"Wall, I seen that thar Pacer to-day, nigh enough to put a plait in his tail."

"What, you didn't shoot?"

"No, but I come mighty near it."

"Don't you be led into no sich foolishness," said a 'double-bar H' cow-puncher at the other end of the table. "I calc'late that maverick 'ill carry my brand before the moon changes."

"You'll have to be pretty spry or you'll find a 'triangle dot' on his weather side when you get there."

"Where did you run across him?"

"Wail, it was like this; I was riding the flat by Antelope Springs and I sees a lump on the dry mud inside the rush belt. I knowed I never seen that before, so I rides up, thinking it might be some of our stock, an' seen it was a horse lying plumb flat. The wind was blowing like—from him to me, so I rides up close and seen it was the Pacer, dead as a mackerel. Still, he didn't look swelled or cut, and there wa'n't no smell, an' I didn't know what to think till I seen his ear twitch off a fly and then I knowed he was sleeping. I gits down me rope and coils it, and seen it was old and pretty shaky in spots, and me saddle a single cinch, an' me pony about 700 again a 1,200 lbs. stallion, an' I sez to meself, sez I: 'Tain't no use, I'll only break me cinch and git throwed an' lose me saddle.' So I hits the saddle-horn a crack with the hondu, and I wish't you'd a seen that mustang. He lept six foot in the air an' snorted like he was shunting cars.

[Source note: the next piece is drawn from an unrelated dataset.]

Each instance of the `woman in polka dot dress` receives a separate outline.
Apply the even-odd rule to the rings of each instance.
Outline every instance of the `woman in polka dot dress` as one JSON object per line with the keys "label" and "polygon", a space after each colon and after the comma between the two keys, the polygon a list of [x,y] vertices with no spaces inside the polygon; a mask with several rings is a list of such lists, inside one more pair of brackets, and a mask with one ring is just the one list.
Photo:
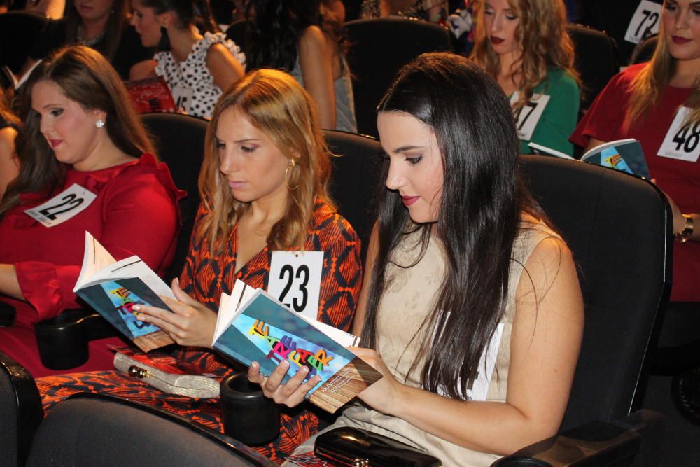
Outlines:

His eyes fairly bugged out an' he lighted out lickety split for California, and he orter be there about now if he kep' on like he started—and I swear he never made a break the hull trip."

The story was not quite so consecutive as given here. It was much punctuated by present engrossments, and from first to last was more or less infiltrated through the necessaries of life, for Bill was a healthy young man without a trace of false shame. But the account was complete and everyone believed it, for Billy was known to be reliable. Of all those who heard, old Turkeytrack talked the least and probably thought the most, for it gave him a new idea.

During his after-dinner pipe he studied it out and deciding that he could not go it alone, he took Horseshoe Billy into his council and the result was a partnership in a new venture to capture the Pacer; that is, the $5,000 that was now said to be the offer for him safe in a box-car.

Antelope Springs was still the usual watering-place of the Pacer. The water being low left a broad belt of dry black mud between the sedge and the spring. At two places this belt was broken by a well-marked trail made by the animals coming to drink. Horses and wild animals usually kept to these trails, though the horned cattle had no hesitation in taking a short cut through the sedge.